Chapter 29
Twenty-Nine
Present Day
What kind of person am I to just expect help without even asking first? To expect Zev to go on a date with me when that’s never been our kind of relationship?
Ugh. Zev is going to regret the day he ever spoke to me in the café.
I huff out a breath and pause in my living room, pacing—
“Oh, just text him already,” Grammy says, passing through from the kitchen to her bedroom.
I told her about my insane double date. Because I can’t tell Fran—she’d be livid—and I had to tell someone. So, yes, Grammy knows that my not-so-real boyfriend Zev and I are supposed to double with Robert and his very real wife.
How did I get myself into this situation? Robert I know—but Margo? She is a blank page. Someone who knows me, someone who supposedly betrayed me. No matter how I’ve tried, I can’t conjure a face for her. Or even one memory of her.
Just the thought sends my nerve endings into a panic.
In what world did I ever think this was a good idea? Am I really so desperate to see Robert? To move forward?
Apparently, I am.
While Grammy did not approve of this setup, she is glad the “redhead” is tagging along. I am, too. Zev may be the only thing keeping me together during this double date.
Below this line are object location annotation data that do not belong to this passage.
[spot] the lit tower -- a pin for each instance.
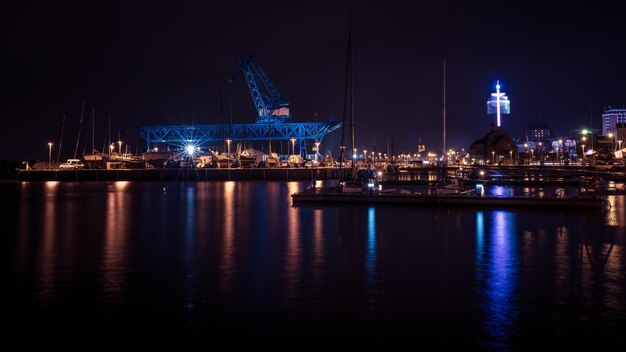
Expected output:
(498, 103)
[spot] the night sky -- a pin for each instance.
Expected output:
(159, 62)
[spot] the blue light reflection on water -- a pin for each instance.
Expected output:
(371, 245)
(238, 257)
(497, 274)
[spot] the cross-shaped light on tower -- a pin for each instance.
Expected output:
(498, 95)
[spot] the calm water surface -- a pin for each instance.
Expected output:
(185, 263)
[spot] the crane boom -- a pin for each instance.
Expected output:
(268, 100)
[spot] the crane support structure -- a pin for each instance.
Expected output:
(206, 136)
(272, 114)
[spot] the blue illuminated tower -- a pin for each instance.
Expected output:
(498, 103)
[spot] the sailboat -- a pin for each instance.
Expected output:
(354, 184)
(95, 159)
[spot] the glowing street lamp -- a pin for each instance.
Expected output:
(49, 154)
(583, 146)
(317, 150)
(557, 155)
(293, 145)
(228, 140)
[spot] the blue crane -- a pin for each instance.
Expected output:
(269, 102)
(272, 111)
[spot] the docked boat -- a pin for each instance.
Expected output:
(272, 160)
(223, 160)
(247, 157)
(447, 186)
(295, 160)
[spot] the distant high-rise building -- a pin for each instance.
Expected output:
(612, 117)
(539, 131)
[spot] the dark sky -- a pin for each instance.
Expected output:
(165, 62)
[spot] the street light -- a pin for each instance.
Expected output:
(583, 146)
(49, 155)
(557, 155)
(228, 140)
(293, 145)
(317, 150)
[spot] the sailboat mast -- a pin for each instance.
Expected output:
(80, 127)
(443, 111)
(351, 77)
(93, 129)
(110, 131)
(61, 140)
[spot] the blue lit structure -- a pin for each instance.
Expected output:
(498, 103)
(207, 136)
(268, 100)
(272, 114)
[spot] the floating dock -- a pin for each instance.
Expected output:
(328, 196)
(192, 174)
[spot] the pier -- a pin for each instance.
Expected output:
(327, 196)
(192, 174)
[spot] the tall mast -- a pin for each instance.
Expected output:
(80, 126)
(61, 140)
(350, 82)
(443, 111)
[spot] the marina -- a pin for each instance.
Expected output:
(332, 196)
(190, 174)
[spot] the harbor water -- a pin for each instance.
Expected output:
(183, 263)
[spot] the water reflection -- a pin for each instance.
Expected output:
(616, 215)
(371, 247)
(114, 265)
(189, 246)
(293, 256)
(318, 246)
(48, 256)
(497, 273)
(227, 267)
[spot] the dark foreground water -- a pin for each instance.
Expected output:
(195, 262)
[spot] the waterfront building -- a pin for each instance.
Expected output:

That man calms my panic like a lullaby soothes a restless baby.
And except for the small detail that I haven’t asked him yet, I feel stronger just knowing he’ll be there.
That is if he agrees to go… there’s the minor problem that even though he doesn’t know Robert, he’s formed a very strong opinion on the man, and it’s not a positive one. He might not say yes. He might tell me I’m a masochist and he won’t support insanity.
Who would blame him?
I resume pacing in the living room—it helps me think. Then I pull out my phone because one thing is for sure: I won’t survive this date without Zevulun.
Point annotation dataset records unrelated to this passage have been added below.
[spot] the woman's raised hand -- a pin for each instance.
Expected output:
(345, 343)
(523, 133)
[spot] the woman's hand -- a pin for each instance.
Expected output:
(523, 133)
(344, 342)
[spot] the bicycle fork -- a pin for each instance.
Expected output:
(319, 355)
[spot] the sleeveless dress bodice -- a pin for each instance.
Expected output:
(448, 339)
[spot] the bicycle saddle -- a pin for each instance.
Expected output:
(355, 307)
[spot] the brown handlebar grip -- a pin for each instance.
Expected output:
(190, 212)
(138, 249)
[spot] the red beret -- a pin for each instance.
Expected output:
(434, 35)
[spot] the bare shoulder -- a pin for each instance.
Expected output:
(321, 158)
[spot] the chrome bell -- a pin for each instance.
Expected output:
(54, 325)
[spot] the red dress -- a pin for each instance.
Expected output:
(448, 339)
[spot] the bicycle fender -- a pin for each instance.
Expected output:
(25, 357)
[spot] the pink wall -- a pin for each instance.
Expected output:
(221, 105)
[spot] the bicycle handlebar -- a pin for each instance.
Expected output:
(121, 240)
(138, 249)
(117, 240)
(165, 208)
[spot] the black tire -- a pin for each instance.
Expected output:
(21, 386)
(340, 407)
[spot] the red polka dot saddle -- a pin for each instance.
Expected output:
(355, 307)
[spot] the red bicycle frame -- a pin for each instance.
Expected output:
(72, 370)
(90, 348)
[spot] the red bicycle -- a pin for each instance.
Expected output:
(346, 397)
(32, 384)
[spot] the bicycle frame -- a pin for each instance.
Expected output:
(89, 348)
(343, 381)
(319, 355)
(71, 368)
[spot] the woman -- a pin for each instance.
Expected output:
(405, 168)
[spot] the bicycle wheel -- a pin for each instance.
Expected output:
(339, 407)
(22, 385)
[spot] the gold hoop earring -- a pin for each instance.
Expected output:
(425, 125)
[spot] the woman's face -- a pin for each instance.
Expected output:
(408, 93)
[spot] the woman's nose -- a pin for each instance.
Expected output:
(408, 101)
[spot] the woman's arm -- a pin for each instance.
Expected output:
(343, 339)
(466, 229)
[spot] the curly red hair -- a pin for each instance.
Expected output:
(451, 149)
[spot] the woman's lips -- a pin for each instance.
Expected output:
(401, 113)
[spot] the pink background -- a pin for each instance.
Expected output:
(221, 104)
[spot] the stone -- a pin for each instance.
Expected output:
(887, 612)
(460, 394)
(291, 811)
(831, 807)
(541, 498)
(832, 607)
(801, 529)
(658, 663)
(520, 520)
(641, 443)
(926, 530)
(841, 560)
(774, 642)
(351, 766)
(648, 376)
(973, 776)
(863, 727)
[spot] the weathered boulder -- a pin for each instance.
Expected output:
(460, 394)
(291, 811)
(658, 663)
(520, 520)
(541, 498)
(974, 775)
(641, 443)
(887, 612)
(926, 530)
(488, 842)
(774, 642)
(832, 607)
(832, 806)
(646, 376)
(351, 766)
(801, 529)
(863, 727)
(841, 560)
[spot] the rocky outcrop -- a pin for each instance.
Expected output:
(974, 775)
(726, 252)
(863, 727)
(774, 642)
Me: I planned something kind of stupid.
Zev: Did you want to share? I’m all ears.
Me: And I need your help.
Zev: To do this stupid thing?
Me: Yes.
Me: Are you in?
Zev: Do I get to know what it is first?
Me: No. Are you in?
Zev: You’ll be there?
My cheeks flush with warmth. We may only be friends, but Zev knows how to make a girl feel seen.
Me: I’ll be there.
Zev: Then I’m in.
If I weren’t struggling with feelings for someone else right now—someone I absolutely cannot have—I would have to take more than a minute to admire how absolutely adorable Zevulun Hayes is.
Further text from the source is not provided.